General and administrative expenses decreased by $145,869 from $1.92 million in the second quarter of fiscal 2012 to $1.78 million in the second quarter of fiscal 2013. During the quarter, the Company recorded a bad debt allowance of $45,000, a reduction of $12,780 in travel expenditures and $112,300 in lower salaries from restructuring in the Canadian operations.
General and administration costs represent 19% of revenues during the second quarter of fiscal 2013, as compared to 13% reported in the first quarter of fiscal 2013, and 13% in the second quarter of fiscal 2012. Management expects general and administration costs to remain around $1.70 million per quarter for the remainder of fiscal 2013.
Net loss after tax for the second quarter of fiscal 2013 is $434,676 compared to a net income after tax of $439,638 in the first second quarter of fiscal 2012.
The Company's cash (cash and cash equivalents) position at December 31, 2012, is $1.48 million compared to $1.24 million at June 30, 2012.

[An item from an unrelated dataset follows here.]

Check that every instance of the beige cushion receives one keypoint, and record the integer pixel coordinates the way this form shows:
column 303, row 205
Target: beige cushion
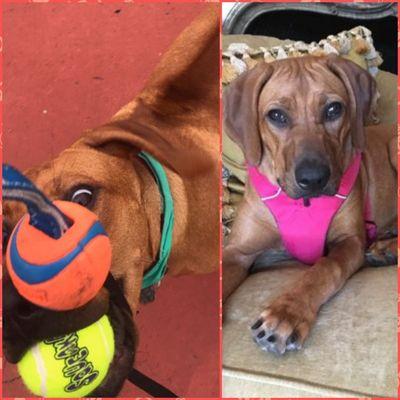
column 351, row 351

Marketable securities increased $192,171, from $338,698 at June 30, 2012, to $530,869 at December 31, 2012. Marketable securities consist primarily of 1.50 million shares in Standard Gold Inc and 3.56 million shares of International Millennium Mining Corp. We have adjusted the value of our holdings at December 31, 2012, as recorded in the comprehensive income statement. At December 31, 2012, the balance of $530,869 consists of shares in public corporations.
Accounts receivable decreased by $3.64 million to $6.73 million at December 31, 2012, from $10.37 million at June 30, 2012. The decrease is primarily due to reduced activity during the first six months of fiscal 2013.

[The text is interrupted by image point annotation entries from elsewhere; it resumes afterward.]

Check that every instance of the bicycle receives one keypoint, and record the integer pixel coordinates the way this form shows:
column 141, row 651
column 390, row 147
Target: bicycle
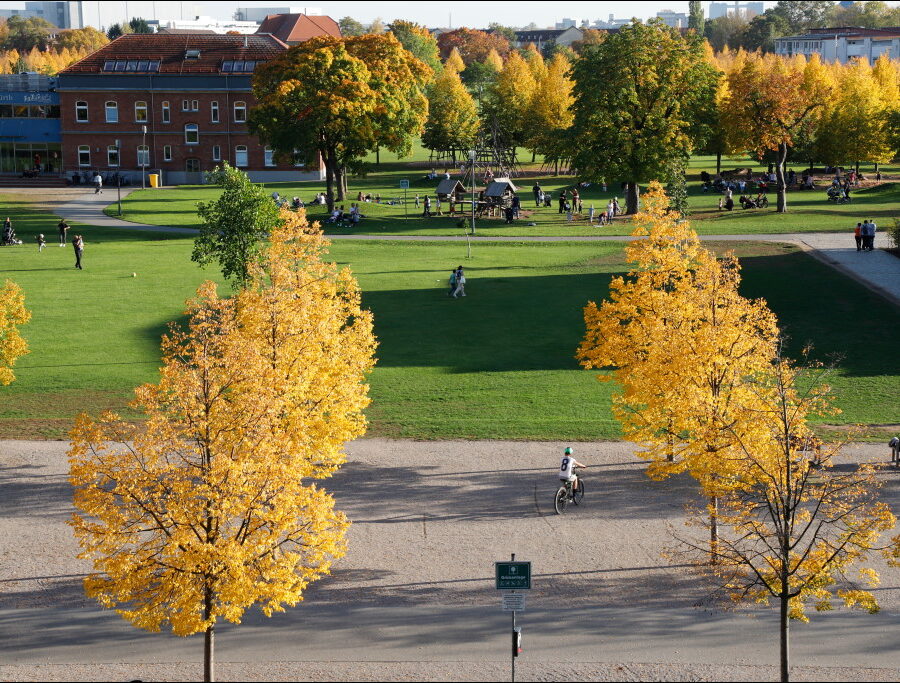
column 566, row 494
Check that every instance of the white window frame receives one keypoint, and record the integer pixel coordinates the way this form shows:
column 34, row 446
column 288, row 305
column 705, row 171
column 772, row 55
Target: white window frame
column 240, row 106
column 114, row 109
column 241, row 149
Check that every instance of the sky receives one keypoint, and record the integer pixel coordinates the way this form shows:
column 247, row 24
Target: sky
column 432, row 14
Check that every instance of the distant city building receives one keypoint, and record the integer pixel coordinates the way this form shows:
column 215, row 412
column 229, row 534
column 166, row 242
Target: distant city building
column 258, row 14
column 843, row 43
column 673, row 19
column 742, row 9
column 60, row 14
column 549, row 36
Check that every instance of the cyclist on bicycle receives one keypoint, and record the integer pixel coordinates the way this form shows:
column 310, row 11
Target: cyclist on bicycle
column 567, row 467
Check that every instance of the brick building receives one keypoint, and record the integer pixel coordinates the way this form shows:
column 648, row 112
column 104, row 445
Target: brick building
column 174, row 104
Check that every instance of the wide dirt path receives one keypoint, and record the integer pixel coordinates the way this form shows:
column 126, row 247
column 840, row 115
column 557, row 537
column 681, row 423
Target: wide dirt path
column 414, row 597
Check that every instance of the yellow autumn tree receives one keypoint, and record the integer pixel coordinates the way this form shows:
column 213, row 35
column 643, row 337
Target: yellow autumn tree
column 12, row 314
column 211, row 505
column 455, row 61
column 681, row 341
column 800, row 521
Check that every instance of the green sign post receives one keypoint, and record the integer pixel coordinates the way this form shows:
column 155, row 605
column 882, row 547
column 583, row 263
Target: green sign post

Property, plant & equipment decreased to $12.51 million at December 31, 2012 from $13.47 million at June 30, 2012, a decrease of $967,146 during the first six months of fiscal 2013, resulting from equipment depreciation offset by equipment purchases of $337,788. The Company has a capital expenditure budget of $1.80 million for fiscal 2013 with an emphasis on modernizing its drill fleet.

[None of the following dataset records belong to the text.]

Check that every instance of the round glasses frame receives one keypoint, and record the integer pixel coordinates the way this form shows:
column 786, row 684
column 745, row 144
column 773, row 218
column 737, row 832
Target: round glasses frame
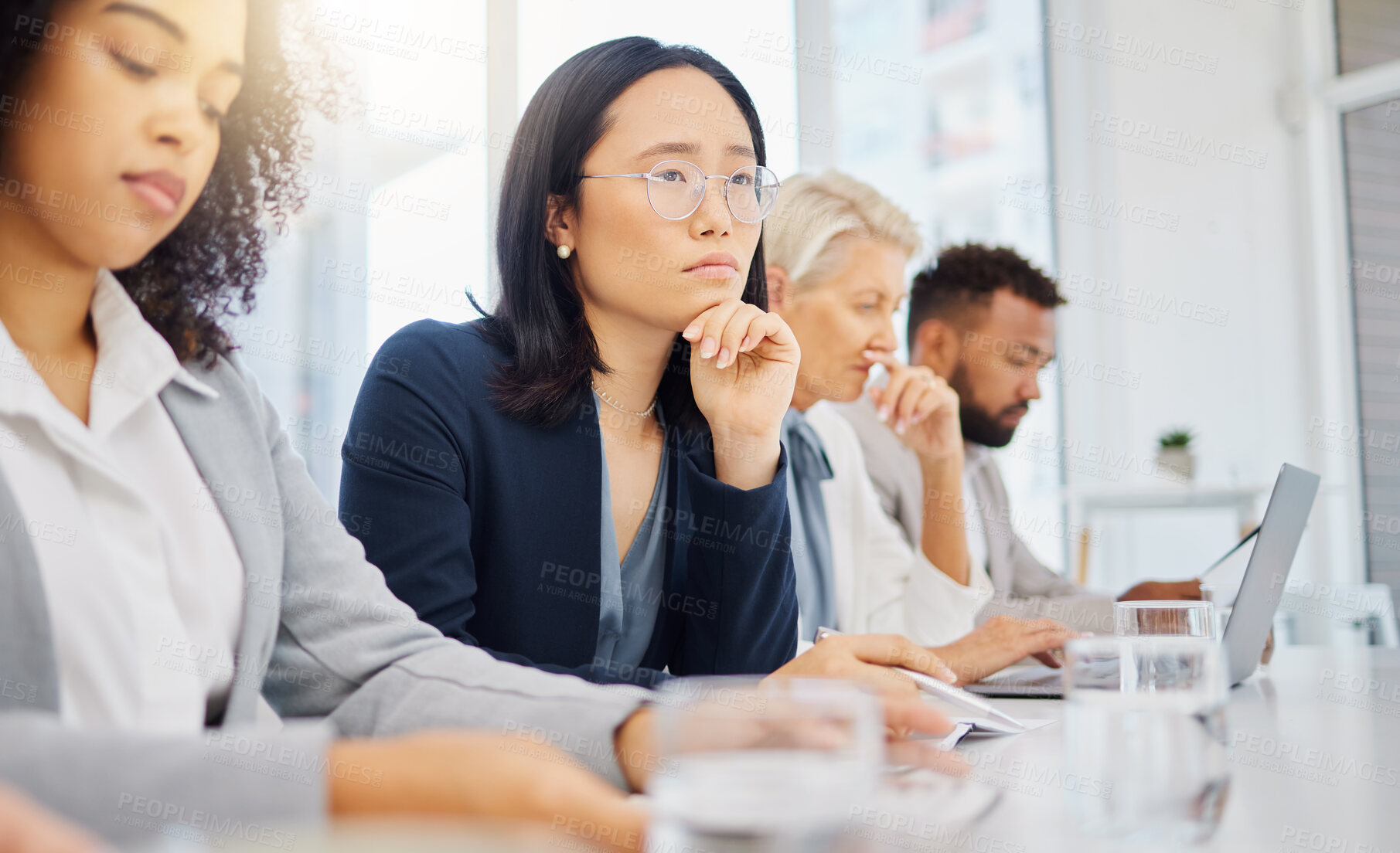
column 762, row 176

Consolidated Financial Results for six months ending December 31, 2012
Revenue for the six months ending December 31, 2012 decreased approximately 26% to $23.00 million, compared to $31.29 million in the comparable period in fiscal 2012. Revenues from our international divisions continue to represent a significant part of Cabo Drilling's operations with 30% of revenues for the first six months of fiscal 2013, as compared to 28% during the comparable period in fiscal 2012. Management expects the international revenues to continue to represent a larger portion of overall revenues in the remaining six months of fiscal 2013.